Q as Energy Stored over Energy Dissipated

Yet another meaning for $Q$ is [20, p. 326]

$$Q \approxs 2\pi\frac{\hbox{Stored Energy}}{\hbox{Energy Dissipated in One Cycle}}$$

where the resonator is freely decaying (unexcited).

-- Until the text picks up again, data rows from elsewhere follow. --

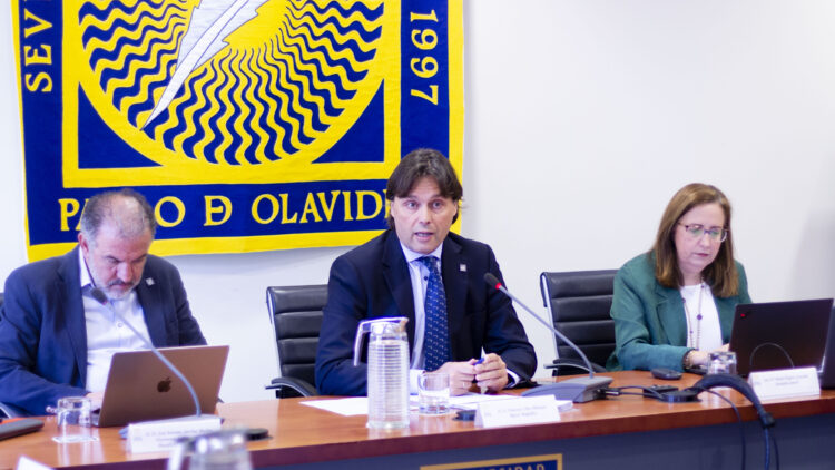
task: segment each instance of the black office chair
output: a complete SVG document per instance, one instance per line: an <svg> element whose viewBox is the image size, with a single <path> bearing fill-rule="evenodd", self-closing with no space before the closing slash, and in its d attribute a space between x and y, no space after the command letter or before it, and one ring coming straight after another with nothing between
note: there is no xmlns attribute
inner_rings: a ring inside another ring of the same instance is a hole
<svg viewBox="0 0 835 470"><path fill-rule="evenodd" d="M553 326L571 340L592 363L595 372L606 372L606 361L615 351L615 321L611 320L612 286L617 270L542 273L540 288ZM588 371L568 344L554 337L557 358L553 375Z"/></svg>
<svg viewBox="0 0 835 470"><path fill-rule="evenodd" d="M3 309L3 293L0 292L0 310L2 309ZM2 321L1 317L0 317L0 321ZM18 417L24 417L24 415L27 414L23 412L23 410L20 410L10 404L0 402L0 418L18 418Z"/></svg>
<svg viewBox="0 0 835 470"><path fill-rule="evenodd" d="M275 333L278 371L267 390L276 398L316 395L315 364L327 285L267 287L267 311Z"/></svg>

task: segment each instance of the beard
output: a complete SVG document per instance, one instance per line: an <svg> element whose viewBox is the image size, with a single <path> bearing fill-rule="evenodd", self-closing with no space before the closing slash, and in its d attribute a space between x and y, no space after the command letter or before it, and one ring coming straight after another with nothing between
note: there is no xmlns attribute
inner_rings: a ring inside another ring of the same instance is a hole
<svg viewBox="0 0 835 470"><path fill-rule="evenodd" d="M109 284L105 284L95 277L96 276L94 276L94 281L96 282L96 285L105 293L105 295L107 295L107 298L111 301L120 301L127 297L134 288L136 288L137 284L139 284L138 281L132 284L127 284L119 280L114 280Z"/></svg>

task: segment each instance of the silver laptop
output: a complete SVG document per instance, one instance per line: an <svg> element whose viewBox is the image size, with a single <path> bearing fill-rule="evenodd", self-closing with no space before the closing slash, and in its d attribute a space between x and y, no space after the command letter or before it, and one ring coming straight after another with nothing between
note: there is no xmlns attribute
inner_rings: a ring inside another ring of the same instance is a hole
<svg viewBox="0 0 835 470"><path fill-rule="evenodd" d="M832 298L738 304L730 330L737 372L821 366Z"/></svg>
<svg viewBox="0 0 835 470"><path fill-rule="evenodd" d="M202 412L214 413L229 346L164 347L163 353L191 383ZM153 351L114 354L99 427L195 414L191 394Z"/></svg>

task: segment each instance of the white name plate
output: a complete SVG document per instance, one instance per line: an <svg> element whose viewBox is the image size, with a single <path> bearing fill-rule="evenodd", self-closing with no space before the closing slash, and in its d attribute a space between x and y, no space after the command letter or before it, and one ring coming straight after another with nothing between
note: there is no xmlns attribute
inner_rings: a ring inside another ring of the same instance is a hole
<svg viewBox="0 0 835 470"><path fill-rule="evenodd" d="M572 407L571 400L557 400L553 395L485 401L475 410L475 425L498 428L557 422L560 411Z"/></svg>
<svg viewBox="0 0 835 470"><path fill-rule="evenodd" d="M752 372L748 383L760 400L821 395L815 368Z"/></svg>
<svg viewBox="0 0 835 470"><path fill-rule="evenodd" d="M145 421L128 425L128 452L163 452L177 447L180 438L193 438L220 429L220 417L174 418L170 420Z"/></svg>

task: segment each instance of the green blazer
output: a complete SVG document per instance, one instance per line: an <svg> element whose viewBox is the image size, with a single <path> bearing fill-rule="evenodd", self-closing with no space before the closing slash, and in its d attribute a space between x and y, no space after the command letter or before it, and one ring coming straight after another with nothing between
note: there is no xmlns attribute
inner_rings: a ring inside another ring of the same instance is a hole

To analyze this, let's again consider a one-pole resonator as in §E.7.1. Then the impulse response is given by

$$h(t) \eqsp e^{\sigma_0 t}e^{j\omega_0 t} \isdefs e^{-\alpha t}e^{j\omega_0 t}$$

The total stored energy at time $t$ is given by the total energy of the remaining response at time $t$ :

$${\cal E}(t) \eqsp \int_t^\infty \vert h(t)\vert^2 dt \eqsp \int_0^\infty e^{-2\alpha t} dt \eqsp \frac{1}{2\alpha}.$$

The energy dissipated in the first period $P_0 = 2\pi/\omega_0$ is ${\cal E}(0)-{\cal E}(P_0)$ , where

$$\begin{eqnarray*} {\cal E}(P_0) &=& \int_{P_0}^\infty h^2(t)dt \eqsp \int_{P_0}^\infty e^{-2\alpha t}dt \\ &=& -\left.\frac{1}{2\alpha} e^{-2\alpha t} \right\vert _{P_0}^\infty \eqsp \frac{e^{-2\alpha P_0}}{2\alpha}\\ &=& \frac{e^{-2\alpha (2\pi/\omega_0)}}{2\alpha}. \eqsp {\cal E}(0)e^{-2\pi/(\omega_0/(2\alpha))} \end{eqnarray*}$$

Assuming $Q\gg 1/2$ as before, $\omega_0\approx\omega_p$ so that

$${\cal E}(P_0) \approxs {\cal E}(0)\,e^{-2\pi/Q}$$

Assuming further that $Q\gg 2\pi$ , we have $e^{-2\pi/Q}\approx 1 - 2\pi/Q$ so that

$$\frac{{\cal E}(0)}{{\cal E}(0)-{\cal E}(P_0)} \approxs \frac{Q}{2\pi}$$

or

$$Q \approxs 2\pi \frac{{\cal E}(0)}{{\cal E}(0)-{\cal E}(P_0)}$$

as claimed. Note that this rule of thumb requires $Q\gg 2\pi$ , while the one of the previous section only required $Q\gg 1/2$ .